Several events have taken place since I last posted on this site. I’ve been traveling a great deal, which makes it difficult to post consistently. However, I want to thank three different groups who have been kind enough to invite me to speak. The first one is St Michael’s Episcopal School, which is near Richmond. The students were so respectful and many asked insightful questions. The appreciation they showed, along with wonderful enthusiasm from their teachers and librarians, made me glad that I’m still interacting with school groups. It also gives me hope that these children (our future) will go forward with more knowledge of how to be more tolerant of those who are different.
The Catholic Woman’s Club (Richmond) asked me to be the speaker for their bi-annual author’s luncheon where they raise money for scholarships. My presentation had special meaning for the group, since it was a Catholic farm family who risked their lives to save the 13 Jews I write about in “Izzy’s Fire. I asked Simon Sibelman, the executive director of the Virginia Holocaust Museum, to share the time I was allowed. A noted scholar on the Holocaust and wonderful speaker, Simon offered special insight into the subject.
A third, and very special event, took place April 7. As a Christian, I was humbled to be the keynote speaker at the Yom HaShoah program for the Jewish Educational Alliance (JEA) in Savannah, Georgia. The service to commemorate Holocaust Remembrance Day is observed as Israel’s day of commemoration for the approximately six million Jews who perished in the Holocaust as a result of the actions carried out by Nazi Germany and its accessories, and for the Jewish resistance in that period.
Drawing on my life as a farmer’s daughter, I chose to speak on my memories of farm life and how my father taught me to sow seeds and carefully tend the tender plants. It is my hope that “Izzy’s Fire” can be used to sow the seeds of tolerance.
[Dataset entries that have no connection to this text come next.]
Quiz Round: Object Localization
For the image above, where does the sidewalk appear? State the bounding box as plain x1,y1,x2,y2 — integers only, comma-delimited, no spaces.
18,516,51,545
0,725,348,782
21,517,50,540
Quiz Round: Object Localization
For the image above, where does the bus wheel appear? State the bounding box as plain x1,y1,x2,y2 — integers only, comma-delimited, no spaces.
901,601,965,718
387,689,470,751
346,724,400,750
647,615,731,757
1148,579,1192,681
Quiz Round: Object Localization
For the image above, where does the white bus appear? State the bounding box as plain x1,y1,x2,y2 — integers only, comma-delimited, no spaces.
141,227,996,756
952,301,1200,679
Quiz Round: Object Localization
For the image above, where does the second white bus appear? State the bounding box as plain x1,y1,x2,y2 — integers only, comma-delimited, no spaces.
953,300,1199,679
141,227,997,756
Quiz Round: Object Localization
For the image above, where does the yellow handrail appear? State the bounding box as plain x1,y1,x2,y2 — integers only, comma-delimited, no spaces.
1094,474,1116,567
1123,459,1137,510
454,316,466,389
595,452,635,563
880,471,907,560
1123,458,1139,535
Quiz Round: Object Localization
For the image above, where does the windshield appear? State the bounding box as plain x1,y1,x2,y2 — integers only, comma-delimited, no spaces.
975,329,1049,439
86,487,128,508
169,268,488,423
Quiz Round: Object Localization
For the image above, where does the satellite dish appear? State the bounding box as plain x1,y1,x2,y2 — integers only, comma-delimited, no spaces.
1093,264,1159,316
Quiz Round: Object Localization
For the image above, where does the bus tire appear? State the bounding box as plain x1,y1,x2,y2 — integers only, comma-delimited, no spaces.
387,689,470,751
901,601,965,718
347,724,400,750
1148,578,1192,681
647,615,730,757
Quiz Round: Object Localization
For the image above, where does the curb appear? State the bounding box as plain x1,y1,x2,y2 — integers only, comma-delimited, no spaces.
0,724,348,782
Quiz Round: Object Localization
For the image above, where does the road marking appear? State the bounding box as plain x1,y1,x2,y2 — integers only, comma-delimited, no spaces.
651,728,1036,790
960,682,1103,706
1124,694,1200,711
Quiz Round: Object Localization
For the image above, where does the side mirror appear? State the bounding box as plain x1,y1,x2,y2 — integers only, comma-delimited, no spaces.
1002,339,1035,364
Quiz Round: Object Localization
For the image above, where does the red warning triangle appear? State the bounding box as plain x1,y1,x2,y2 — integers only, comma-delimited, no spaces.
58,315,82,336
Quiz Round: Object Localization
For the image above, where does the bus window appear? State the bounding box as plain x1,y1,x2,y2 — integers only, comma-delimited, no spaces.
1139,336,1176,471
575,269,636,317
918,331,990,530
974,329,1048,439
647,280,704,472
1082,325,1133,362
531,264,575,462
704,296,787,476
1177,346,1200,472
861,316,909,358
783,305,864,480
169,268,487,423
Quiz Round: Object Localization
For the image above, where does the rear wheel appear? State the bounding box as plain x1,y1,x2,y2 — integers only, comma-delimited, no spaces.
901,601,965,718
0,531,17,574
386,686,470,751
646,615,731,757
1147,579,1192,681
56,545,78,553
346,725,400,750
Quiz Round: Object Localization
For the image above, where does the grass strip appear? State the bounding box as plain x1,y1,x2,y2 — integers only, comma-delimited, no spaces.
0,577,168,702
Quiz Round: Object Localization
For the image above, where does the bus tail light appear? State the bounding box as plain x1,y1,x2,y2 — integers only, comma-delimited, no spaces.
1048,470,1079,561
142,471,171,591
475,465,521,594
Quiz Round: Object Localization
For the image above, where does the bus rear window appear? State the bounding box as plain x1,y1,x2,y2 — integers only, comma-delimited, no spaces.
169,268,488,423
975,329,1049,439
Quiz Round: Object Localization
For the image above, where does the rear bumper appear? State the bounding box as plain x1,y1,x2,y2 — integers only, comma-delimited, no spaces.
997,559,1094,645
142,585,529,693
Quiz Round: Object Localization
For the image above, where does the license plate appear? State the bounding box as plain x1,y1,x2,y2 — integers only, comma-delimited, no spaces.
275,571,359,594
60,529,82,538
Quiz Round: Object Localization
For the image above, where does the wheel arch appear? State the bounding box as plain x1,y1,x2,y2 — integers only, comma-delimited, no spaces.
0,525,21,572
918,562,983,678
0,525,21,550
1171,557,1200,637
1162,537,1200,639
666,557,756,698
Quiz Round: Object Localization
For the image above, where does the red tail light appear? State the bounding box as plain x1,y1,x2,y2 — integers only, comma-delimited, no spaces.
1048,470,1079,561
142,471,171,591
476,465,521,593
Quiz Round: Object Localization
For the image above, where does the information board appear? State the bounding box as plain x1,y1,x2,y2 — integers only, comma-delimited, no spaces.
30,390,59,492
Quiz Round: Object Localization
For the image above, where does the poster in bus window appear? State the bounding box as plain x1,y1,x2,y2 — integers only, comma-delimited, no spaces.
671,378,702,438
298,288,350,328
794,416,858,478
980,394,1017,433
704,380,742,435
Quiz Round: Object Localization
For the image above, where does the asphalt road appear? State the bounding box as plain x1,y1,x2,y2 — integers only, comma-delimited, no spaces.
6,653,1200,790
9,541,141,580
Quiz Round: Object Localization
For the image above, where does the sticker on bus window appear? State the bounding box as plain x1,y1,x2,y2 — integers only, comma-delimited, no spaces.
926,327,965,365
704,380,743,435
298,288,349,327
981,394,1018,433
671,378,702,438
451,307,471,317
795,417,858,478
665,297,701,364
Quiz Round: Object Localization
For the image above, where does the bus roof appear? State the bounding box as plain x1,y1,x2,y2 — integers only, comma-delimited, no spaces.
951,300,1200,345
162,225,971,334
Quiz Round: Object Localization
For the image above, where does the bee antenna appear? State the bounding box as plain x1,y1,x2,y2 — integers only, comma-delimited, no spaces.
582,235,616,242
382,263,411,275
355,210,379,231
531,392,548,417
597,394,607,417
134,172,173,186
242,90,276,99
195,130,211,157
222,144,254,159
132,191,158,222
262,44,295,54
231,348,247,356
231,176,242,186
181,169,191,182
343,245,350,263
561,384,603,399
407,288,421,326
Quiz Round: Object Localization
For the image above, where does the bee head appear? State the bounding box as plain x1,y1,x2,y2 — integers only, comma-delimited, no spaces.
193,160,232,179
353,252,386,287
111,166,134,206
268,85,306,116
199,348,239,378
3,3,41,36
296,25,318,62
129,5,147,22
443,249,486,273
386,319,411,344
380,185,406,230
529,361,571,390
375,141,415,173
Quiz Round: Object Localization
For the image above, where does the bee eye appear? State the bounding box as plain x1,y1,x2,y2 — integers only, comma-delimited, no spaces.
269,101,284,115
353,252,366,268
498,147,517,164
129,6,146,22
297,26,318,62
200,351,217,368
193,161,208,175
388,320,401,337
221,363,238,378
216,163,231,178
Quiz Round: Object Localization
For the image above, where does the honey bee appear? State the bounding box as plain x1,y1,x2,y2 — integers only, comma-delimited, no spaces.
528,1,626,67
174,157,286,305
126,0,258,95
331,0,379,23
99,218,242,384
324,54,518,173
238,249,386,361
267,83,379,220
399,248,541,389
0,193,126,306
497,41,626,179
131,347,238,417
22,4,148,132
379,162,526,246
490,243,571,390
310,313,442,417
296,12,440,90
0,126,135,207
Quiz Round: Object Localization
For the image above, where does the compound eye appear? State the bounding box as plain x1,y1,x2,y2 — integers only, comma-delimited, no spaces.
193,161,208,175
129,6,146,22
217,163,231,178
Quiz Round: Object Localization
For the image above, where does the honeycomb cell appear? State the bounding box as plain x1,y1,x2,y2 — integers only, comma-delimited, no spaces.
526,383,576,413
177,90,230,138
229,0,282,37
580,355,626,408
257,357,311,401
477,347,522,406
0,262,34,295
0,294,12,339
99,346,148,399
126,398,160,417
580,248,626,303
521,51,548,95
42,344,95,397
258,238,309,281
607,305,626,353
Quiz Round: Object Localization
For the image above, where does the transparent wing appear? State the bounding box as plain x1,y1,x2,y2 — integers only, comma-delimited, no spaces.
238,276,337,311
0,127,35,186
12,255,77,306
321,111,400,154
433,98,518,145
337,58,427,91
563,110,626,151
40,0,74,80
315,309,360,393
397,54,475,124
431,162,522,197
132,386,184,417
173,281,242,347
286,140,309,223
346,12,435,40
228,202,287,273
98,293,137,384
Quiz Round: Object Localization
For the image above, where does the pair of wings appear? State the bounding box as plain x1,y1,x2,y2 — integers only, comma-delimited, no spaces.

My presentation followed a very moving candlelight service held to honor memories of loved ones lost during the Holocaust. Prior to the service, the names of victims had been read aloud for many hours. The hallways in the building were graced by numerous pieces of art supplied by children from Ramdam Day School and St. Vincent’s Academy, their powerful work giving special significance to the event. In the photo below, Jennifer Rich, director of programming for the JEA and the Savannah Jewish Federation, paused for a moment to appreciate the art with me and Rabbi Robert Haas, rabbi of Mickve Israel, the third oldest Jewish congregation in the United States. Rabbi Haas had just closed the Yom HaShoah service, attended by about 300 people, with the Mourner’s Kaddish Prayer.